I have a question, another options book I just read talked heavily about the theory of options pricing in the context of Black Scholes. If options are priced “fairly” based upon expected value (log normal distribution of expected price range based on volatility, etc), why do most call buyers lose money and the option writers are generally more successful?
You make the reasonable qualification: “if options are priced fairly”…But, that is not reality.
Options tend to be overpriced
When we calculate a ‘fair value’- it is based on the prediction that the stock will be as volatile as the estimate used in the calculation. We are forced to make an estimate or else we cannot use the formula to crank out option values.
Looking back, history tells us that index options have been priced higher than actual realized volatility, and options traded above ‘fair value.’ This is true for indexes – I am not as certain about individual stocks. Nevertheless, when buyers pay too much, they are not likely to win.
When buying options it is so difficult to earn money on a consistent basis. Besides worrying about overpaying for the options, the buyer must get the timing correct. With options being a wasting asset, if it takes too long for the move to occur, there may be no profits to be earned.
The direction must be correctly predicted. Obviously buying calls is not going to be a winning strategy if the stock moves to the downside.
The move must be large enough to overcome time decay and the premium paid. Many times the stock moves in the correct direction – and moves quickly. However, if the move is not large enough, the option price may barely budge.
Buying options with the expectation of making money is a game that must be left to those traders who have a strong track record that proves they can predict both direction and timing. They must win often enough to overcome the many times when one or both of those predictions fails to come true. It’s my opinion, not a proven fact, that the vast majority of traders would be making a smart move by not buying individual options.
Option sellers have so much less that can go wrong, so they WIN far more often. The problem is that losses can be enormous and it’s up to the trader to prevent big losses. The best method for managing risk and limiting losses is to sell an appropriate quantity – and not look for a huge win on a single trade.
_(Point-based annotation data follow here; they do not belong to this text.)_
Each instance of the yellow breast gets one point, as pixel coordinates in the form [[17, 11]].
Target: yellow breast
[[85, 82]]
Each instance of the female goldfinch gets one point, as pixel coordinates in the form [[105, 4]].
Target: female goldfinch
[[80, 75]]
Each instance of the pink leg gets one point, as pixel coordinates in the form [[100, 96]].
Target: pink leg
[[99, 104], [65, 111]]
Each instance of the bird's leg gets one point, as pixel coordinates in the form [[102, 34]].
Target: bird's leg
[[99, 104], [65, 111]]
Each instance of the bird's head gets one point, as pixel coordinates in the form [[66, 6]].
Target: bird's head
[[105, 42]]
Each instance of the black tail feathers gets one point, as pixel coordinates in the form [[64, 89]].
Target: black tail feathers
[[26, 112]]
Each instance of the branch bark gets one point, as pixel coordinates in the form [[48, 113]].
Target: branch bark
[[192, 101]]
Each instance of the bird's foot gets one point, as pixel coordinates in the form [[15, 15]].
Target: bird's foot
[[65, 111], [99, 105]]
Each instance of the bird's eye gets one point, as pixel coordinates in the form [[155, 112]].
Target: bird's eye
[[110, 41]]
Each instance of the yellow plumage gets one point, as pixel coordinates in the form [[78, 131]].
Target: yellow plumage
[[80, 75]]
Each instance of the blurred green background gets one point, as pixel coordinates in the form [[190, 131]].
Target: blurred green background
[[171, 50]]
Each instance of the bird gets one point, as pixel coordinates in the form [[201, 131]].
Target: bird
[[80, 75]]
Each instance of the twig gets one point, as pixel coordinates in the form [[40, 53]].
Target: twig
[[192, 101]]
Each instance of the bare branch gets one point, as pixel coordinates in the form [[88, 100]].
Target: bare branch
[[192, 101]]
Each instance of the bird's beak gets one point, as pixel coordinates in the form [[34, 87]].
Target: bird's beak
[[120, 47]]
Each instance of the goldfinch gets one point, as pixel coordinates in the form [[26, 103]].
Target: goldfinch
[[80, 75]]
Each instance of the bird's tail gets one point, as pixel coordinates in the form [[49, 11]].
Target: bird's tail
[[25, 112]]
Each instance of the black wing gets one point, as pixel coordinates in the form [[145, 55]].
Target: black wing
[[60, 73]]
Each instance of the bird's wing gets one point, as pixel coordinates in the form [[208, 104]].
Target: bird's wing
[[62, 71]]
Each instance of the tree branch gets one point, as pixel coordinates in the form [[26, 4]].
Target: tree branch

The 2nd best method is to avoid naked selling. Sell spreads instead.
In other words: manage risk and don’t get cocky as a premium seller. Premium sellers win often, but not often enough for many to walk away as winners. Failure to manage risk properly dooms them to failure. Why? It’s the size of the losses that determines their overall success/failure. And I can assure you that no matter how long your winning streak, it will come to an end when something unexpected happens.